Redis on Acid: 0.5M ops/sec, 1ms latency and ACID compliance

aaronblohowiak · on July 24, 2017

"almost always" atomicity means "not atomic". (if i guess correctly, there is no stage/commit phase for data mutations in the aof persistence, so i believe incremental changes are written to the AOF as the script runs so you can have partially-applied updates on restore if your redis process dies in the middle of executing a watch/multi/exec or lua script.) also, instances die all the time.

antirez · on July 25, 2017

Hello, I'm not sure of the setup Redis Labs is using, but vanilla Redis AOF does not allow partially-applied updates. Not for Redis transactions (MULTI/EXEC) nor with scripting. The same happens in the replication channel. In order to enforce this, Redis goes a very long way to avoid partial applications of Lua scripts, more info are in the EVAL page and in the -BUSY error in case of scripts not returning that already made writes.

aaronblohowiak · on July 25, 2017

ah, thank you. I should have checked the docs! It is nice to know that you are writing the script and multi/exec semantics into the AOF log (at least in the default config) and that my guess is wrong.

I still wonder what the details are around the "almost" in "almost always" and stand by the conclusion that "almost atomic" is not the same as "atomic".

antirez · on July 25, 2017

My best guess is that the author is referring to the fact that there are no rollbacks in Redis transactions, but I'm not sure. I'll try to ask internally. Thanks!

gopalv · on July 24, 2017

> also, instances die all the time

This where the durability argument has a problem as well.

At a first glance, this looks like an un-replicated system, which means that the loss of an instance is an availability nightmare.

The worrying quote from the article for me is this one

>> With Redis Enterprise, it is easy to create a master-only cluster and have all shards run on the same node

Another node has to be brought in and attached to the same network disk to restore access to that key range?

500k+ ops/sec is nothing to laugh about on a single node with 1:1 read-write ratios, however the fragility of this system is concerning.

Half a decade ago, I was working with row-level atomic ops in ZBase/Membase (set-with-cas[1]), which gets away with using replication instead of an ssd backing the durability of operations + an fsync - the 99% latencies were at 3-4ms, but the scalability and availability were baked in.

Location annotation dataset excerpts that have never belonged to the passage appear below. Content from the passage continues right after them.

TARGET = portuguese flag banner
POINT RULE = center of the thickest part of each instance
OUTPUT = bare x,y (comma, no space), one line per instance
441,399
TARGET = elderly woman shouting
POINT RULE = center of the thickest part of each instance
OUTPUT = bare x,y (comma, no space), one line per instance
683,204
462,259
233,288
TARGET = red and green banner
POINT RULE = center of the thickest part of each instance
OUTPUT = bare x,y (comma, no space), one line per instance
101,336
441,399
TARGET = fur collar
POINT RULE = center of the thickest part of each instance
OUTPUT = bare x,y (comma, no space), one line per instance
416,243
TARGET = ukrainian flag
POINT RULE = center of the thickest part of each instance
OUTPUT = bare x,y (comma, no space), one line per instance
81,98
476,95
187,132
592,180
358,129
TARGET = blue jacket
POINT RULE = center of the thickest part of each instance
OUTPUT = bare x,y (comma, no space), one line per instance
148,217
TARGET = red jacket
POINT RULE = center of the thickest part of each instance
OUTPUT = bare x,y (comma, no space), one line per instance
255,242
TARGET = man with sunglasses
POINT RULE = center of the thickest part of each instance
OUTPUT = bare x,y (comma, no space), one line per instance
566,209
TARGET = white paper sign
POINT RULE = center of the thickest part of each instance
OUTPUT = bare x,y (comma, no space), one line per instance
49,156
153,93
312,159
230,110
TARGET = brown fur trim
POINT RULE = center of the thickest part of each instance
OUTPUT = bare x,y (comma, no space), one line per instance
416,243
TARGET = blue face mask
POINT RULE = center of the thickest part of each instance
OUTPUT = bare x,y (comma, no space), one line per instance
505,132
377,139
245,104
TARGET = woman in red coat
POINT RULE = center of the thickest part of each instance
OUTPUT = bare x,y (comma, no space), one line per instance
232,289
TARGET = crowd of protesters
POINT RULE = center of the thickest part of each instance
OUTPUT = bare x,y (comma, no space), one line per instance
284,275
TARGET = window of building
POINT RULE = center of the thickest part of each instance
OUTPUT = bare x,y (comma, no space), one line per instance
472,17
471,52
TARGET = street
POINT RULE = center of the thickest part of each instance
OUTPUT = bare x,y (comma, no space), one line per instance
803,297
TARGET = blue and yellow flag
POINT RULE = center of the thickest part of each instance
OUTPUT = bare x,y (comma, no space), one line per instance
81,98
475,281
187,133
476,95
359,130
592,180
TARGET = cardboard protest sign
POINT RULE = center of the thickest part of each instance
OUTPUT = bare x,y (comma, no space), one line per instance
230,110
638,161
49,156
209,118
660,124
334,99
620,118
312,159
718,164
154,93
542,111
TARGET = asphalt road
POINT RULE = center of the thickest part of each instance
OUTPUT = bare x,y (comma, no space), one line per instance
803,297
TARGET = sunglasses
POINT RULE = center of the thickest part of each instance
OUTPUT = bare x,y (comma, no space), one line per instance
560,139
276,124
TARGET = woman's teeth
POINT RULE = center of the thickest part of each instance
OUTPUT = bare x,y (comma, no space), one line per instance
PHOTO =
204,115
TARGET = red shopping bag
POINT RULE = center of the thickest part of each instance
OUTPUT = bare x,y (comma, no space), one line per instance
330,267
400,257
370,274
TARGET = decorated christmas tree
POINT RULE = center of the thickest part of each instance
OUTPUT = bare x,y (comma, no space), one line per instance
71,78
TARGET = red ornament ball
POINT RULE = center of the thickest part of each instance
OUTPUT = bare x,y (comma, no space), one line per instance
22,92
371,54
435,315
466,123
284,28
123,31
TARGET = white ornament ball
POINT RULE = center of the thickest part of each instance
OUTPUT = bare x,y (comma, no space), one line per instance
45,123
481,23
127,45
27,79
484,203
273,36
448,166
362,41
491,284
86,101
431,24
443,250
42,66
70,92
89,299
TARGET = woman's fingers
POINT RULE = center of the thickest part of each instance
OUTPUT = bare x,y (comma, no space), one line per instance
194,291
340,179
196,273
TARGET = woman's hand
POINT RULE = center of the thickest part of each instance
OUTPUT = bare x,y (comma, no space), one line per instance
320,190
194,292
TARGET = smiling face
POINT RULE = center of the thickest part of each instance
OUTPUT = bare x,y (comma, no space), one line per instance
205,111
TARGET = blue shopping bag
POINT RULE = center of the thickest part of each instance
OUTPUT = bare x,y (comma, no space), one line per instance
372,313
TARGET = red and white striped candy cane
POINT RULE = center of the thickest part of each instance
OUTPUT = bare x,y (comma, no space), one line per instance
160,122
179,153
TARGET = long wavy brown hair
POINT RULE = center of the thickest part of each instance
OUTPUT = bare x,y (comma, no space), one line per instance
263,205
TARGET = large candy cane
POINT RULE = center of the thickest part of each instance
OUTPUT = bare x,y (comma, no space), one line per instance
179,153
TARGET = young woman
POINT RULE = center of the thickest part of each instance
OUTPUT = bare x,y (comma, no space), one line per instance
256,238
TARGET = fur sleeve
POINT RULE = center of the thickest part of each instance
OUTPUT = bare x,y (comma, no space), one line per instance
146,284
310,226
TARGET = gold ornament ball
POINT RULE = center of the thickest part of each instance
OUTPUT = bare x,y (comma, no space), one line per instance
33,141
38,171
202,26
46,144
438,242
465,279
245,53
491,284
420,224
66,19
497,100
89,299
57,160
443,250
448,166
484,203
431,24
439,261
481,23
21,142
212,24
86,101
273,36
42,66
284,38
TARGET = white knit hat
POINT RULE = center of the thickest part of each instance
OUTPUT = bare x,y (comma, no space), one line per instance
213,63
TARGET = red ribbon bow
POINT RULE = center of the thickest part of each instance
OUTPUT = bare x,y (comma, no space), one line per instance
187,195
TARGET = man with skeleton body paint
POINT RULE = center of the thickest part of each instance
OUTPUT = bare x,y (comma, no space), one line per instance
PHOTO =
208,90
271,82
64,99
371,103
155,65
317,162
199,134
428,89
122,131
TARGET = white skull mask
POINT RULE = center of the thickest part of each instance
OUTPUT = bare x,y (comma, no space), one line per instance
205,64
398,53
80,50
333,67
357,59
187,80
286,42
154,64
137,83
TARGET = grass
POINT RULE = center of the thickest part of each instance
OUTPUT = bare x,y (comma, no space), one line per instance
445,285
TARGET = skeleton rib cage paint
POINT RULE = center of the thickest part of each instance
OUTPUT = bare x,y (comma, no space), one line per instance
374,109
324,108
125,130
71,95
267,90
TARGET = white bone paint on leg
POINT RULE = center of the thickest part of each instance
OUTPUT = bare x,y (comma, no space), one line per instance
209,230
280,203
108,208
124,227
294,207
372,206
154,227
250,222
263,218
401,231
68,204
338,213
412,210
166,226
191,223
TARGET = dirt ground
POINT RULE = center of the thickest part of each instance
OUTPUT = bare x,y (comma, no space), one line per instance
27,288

[1] - https://github.com/zbase/documentation/wiki/Data-Integrity

lpinca · on July 24, 2017

I'm not sure how the append only mode works but I tried to run a script (appendfsync directive set to always) which sets a new key in an endless loop and kill the server in the middle of the execution.

No changes are written to the AOF so I guess the operation is atomic.

znpy · on July 23, 2017

Questions I would like to see answered:

- How does oss redis compare to enterprise redis ?

- What are the differences when running the same benchmarks with both oss redis and enterprise redis ?

- what is the marginal utility of an additional cpu core/thread ? that is, what happens if I run those benchmarks on an AMD ThreadRipper ?

dvirsky · on July 23, 2017

Re the first question - enterprise Redis includes, besides the management utilities you can expect from such a product - a different cluster architecture (that actually predates Redis cluster) and cluster manager; It doesn't require a cluster aware client as it uses a proxy tier (that also does implicit pipelining and other stuff to increase throughput); And the next version of it will include some extra features like flash support, extra modules, etc.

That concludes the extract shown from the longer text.